Padecemos hoy ese desespero de las mujeres por tener una igualdad con los hombres como hombres, buscando una realización en conocimientos, rangos, dinero, poder, etc. La mujer debe ser siempre jurídicamente igual al hombre. Cualquier desequilibrio debe existir en su favor, puesto que poseen el difícil privilegio de la maternidad. La diferencia de sexos o de inclinación sexual no tiene que ver con la igualdad sino con eso, la diferencia como diversidad, complementariedad y riqueza, no como competencia o uniformidad. El mito de la igualdad ontológica contemporáneo —desatado por la igualdad jurídica, que es un bien irrenunciable—, equivale a la creencia en los duendes o la serpiente del lago en la Edad Media. Yo no puedo ser igual a Martí. No me preocupa eso. No hace falta. No me hace falta. La felicidad no está en la igualdad con lo diferente, aunque esa diferencia se presente como algo mejor, sino con la acción del sí mismo, que es lo mejor.
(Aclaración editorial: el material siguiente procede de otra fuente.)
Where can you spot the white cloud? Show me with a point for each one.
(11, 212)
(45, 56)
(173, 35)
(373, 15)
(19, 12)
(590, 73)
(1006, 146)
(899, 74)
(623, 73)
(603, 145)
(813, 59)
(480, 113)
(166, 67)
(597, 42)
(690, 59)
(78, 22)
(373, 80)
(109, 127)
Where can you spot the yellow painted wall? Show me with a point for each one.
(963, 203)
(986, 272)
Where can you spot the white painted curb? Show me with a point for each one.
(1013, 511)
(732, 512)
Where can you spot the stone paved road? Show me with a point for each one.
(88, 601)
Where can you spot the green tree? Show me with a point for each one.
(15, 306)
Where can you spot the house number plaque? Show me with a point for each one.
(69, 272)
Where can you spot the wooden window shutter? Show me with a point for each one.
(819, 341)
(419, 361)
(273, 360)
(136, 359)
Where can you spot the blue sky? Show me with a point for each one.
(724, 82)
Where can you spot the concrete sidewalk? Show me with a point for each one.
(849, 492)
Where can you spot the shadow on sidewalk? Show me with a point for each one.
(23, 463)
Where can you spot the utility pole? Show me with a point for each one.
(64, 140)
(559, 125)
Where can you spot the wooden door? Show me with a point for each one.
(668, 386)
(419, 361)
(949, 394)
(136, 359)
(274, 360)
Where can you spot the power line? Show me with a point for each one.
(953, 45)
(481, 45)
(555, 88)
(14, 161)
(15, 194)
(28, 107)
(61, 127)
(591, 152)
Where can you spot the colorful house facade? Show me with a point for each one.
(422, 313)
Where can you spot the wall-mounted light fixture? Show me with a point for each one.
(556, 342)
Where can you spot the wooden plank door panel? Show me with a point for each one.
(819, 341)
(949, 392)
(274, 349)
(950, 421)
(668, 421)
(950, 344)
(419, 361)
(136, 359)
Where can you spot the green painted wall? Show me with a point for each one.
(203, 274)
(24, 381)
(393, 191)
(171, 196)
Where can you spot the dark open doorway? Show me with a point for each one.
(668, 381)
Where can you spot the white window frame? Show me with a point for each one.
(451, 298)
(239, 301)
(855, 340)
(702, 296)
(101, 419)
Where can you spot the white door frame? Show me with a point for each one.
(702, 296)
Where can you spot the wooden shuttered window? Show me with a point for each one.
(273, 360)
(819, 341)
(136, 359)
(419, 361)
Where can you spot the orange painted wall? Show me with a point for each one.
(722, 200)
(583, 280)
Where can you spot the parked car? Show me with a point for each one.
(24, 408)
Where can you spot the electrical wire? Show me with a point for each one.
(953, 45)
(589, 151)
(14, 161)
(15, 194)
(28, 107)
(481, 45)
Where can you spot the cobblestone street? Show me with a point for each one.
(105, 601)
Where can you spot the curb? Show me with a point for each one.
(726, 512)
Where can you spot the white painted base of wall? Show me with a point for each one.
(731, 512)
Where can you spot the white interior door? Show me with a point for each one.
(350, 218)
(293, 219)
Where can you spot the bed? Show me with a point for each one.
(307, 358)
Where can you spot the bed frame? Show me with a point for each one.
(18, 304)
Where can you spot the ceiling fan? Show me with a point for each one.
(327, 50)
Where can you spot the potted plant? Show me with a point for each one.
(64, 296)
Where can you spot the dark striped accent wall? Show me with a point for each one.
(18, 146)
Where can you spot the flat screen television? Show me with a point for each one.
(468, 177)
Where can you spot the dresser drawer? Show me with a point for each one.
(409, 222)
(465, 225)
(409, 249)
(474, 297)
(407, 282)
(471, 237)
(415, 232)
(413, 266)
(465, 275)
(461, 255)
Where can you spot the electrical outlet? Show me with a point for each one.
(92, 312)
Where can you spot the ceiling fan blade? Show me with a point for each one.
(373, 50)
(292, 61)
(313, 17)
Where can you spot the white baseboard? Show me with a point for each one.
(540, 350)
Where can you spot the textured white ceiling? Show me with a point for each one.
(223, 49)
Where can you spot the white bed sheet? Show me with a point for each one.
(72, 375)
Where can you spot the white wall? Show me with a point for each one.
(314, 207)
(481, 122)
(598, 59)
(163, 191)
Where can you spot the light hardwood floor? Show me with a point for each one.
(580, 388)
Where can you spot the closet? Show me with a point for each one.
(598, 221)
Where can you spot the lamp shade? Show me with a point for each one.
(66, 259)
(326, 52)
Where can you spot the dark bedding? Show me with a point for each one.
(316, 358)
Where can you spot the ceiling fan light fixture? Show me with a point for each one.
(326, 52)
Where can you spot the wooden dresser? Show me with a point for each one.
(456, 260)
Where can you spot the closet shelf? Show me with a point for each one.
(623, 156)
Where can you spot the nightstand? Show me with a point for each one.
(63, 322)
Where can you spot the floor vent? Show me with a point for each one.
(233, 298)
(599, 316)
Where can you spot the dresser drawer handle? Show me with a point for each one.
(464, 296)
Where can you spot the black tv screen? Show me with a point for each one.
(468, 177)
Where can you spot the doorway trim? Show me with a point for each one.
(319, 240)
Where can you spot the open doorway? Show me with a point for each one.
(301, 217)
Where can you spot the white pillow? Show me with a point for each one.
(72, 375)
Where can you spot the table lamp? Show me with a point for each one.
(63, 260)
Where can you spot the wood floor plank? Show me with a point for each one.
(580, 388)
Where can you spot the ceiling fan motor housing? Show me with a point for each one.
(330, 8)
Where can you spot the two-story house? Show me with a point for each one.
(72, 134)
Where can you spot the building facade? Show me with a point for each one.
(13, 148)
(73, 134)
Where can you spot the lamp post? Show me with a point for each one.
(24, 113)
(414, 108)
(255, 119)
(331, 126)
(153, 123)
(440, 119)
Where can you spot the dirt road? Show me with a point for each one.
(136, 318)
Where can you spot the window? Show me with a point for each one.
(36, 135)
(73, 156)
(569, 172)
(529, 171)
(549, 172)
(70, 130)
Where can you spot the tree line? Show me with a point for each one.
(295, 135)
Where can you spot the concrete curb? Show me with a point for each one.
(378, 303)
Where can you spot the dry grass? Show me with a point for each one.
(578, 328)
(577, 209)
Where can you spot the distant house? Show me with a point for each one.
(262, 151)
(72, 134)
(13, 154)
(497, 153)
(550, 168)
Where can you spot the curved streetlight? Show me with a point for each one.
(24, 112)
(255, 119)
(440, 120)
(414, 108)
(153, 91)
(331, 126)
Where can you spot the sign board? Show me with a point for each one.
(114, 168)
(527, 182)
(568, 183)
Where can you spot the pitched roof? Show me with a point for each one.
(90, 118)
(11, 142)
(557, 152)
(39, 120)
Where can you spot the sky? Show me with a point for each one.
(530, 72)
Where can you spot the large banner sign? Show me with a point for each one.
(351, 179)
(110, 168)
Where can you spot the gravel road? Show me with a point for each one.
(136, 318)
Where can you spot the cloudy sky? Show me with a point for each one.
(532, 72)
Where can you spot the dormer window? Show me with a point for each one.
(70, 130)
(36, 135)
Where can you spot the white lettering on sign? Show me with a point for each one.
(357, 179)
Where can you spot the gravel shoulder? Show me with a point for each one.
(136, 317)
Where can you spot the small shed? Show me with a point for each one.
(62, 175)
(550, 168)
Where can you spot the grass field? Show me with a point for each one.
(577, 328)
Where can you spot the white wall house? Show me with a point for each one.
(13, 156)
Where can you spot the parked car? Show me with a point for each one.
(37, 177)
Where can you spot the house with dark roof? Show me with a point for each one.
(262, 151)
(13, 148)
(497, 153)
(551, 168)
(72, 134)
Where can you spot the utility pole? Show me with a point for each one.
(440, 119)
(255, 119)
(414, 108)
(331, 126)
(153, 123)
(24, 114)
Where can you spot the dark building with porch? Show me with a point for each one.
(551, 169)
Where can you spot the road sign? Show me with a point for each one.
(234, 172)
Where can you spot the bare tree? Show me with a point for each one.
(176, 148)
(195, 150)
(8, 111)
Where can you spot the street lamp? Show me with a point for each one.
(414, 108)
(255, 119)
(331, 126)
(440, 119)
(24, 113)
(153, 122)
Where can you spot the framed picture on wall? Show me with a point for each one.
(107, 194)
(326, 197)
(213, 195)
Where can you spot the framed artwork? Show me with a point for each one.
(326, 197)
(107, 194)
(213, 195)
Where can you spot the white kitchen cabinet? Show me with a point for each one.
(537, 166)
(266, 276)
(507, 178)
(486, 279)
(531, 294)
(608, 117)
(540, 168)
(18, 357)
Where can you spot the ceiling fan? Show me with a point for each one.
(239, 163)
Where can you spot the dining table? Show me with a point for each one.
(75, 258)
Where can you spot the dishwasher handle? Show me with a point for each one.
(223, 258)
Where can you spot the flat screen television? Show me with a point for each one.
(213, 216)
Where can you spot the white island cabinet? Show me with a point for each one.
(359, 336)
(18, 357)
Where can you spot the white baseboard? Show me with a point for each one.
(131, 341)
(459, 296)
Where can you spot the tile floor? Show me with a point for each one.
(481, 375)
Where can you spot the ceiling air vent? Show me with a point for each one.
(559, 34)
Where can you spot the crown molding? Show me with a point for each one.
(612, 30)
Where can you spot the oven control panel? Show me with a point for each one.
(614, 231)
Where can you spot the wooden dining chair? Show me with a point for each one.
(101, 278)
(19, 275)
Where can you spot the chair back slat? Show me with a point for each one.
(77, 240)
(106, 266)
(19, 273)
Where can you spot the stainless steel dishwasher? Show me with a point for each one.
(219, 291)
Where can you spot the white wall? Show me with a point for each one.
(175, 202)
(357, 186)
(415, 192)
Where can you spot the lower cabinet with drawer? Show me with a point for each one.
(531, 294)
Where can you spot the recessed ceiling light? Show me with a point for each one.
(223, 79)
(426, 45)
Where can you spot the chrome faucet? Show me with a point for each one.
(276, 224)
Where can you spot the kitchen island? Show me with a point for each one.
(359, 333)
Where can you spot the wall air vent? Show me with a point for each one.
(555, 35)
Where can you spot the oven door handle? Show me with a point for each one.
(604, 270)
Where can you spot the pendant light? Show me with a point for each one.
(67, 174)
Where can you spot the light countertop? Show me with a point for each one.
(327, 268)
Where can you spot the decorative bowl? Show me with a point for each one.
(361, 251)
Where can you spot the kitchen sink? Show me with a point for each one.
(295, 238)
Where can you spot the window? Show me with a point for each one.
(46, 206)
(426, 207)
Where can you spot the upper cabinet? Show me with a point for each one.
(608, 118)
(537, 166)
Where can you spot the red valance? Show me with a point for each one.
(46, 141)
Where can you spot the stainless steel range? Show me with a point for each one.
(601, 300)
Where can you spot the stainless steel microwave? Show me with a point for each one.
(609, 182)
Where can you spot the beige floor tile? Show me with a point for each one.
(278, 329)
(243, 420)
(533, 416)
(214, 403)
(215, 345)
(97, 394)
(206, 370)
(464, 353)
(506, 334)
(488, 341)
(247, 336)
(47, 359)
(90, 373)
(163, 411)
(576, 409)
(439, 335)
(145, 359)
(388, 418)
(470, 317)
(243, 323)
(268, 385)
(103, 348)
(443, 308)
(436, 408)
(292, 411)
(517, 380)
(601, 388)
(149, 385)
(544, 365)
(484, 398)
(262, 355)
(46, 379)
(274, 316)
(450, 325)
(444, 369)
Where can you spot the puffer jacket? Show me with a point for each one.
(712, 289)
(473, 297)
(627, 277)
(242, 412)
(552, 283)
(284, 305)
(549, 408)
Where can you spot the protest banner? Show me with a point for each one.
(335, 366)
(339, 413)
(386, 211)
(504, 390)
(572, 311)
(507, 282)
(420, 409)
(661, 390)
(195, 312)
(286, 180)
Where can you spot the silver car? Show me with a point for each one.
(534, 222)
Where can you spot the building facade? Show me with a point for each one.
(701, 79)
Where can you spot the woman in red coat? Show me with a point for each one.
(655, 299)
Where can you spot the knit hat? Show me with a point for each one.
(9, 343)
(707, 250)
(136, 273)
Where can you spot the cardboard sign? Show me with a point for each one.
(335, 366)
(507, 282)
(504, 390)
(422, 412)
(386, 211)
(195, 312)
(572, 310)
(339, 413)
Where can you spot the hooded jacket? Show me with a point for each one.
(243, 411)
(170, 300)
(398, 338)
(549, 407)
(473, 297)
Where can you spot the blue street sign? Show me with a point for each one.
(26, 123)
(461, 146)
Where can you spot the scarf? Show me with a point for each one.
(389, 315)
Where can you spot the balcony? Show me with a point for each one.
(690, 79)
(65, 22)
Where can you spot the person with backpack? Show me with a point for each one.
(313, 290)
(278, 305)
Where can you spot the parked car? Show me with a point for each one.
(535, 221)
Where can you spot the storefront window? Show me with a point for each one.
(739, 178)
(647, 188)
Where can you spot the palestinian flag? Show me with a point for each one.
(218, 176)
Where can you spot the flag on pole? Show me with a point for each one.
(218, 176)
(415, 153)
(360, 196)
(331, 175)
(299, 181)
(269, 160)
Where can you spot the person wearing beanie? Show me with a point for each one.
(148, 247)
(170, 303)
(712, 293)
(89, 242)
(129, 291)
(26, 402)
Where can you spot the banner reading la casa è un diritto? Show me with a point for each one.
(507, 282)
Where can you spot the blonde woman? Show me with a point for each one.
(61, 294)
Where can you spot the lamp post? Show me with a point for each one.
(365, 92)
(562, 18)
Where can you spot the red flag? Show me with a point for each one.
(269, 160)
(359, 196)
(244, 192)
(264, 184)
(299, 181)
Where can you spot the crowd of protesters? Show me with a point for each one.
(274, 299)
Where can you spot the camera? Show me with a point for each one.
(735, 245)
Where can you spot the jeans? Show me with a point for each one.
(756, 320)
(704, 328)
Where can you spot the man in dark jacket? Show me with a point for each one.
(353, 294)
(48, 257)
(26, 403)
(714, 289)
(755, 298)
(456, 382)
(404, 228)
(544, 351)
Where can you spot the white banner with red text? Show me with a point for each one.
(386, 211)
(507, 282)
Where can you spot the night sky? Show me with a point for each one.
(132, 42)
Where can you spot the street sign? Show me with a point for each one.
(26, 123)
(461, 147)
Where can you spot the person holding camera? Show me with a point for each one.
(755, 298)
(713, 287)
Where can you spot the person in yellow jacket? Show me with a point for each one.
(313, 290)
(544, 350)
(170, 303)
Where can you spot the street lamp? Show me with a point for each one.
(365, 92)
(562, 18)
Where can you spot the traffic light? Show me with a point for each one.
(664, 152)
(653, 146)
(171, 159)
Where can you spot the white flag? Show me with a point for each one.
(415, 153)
La igualdad mal entendida conduce al odio, a la envidia, a las demandas ridículas, a las actividades frenéticas e imposibles, y al matrimonio llamado igualitario, un tipo de unión válida excepto si se pretende que niños desamparados tengan dos padres o dos madres, después del desamparo de no tener los propios; y ni hablar de fabricar hijos, para quitarles el padre o la madre biológicos. Es asombroso que personas nobles que luchan por este tipo negativo de igualdad no se den cuenta que están creando niños desiguales a los otros, que habrán de sufrir una desigualdad social y espiritual que puede llegar a ser, más que incómoda, devastadora. En cuanto al trabajo de la mujer: yo conocí a dos trabajadoras exitosas que me dijeron, una: prefiero hacerles dulces a mis hijos; la otra: prefiero decorar la casa. La imposible igualdad de los sexos ha hecho al mundo no más diverso, sino más igualmente masculino, en lo peor del género. El mundo es hoy duro, cruel, grosero, violento, desprovisto de gracia y de delicadeza, hostil a la belleza, inhabitable para los hombres, vacíos de carácter por impotencia ante el triunfo total de la peor masculinidad; y ni hablar para las mujeres. Mis tías Argelia y Blanca terminaron por no ver más televisión. Uno merece la plenitud de su ser, no la igualdad con lo que no es, que hace imposible no ya esa plenitud sino simplemente el ser. Nunca seré igual a Dios. Yo soy semejante, pero, gracias a Dios, nunca igual a Dios. No tengo ganas de extraviar mi ser manejando supernovas.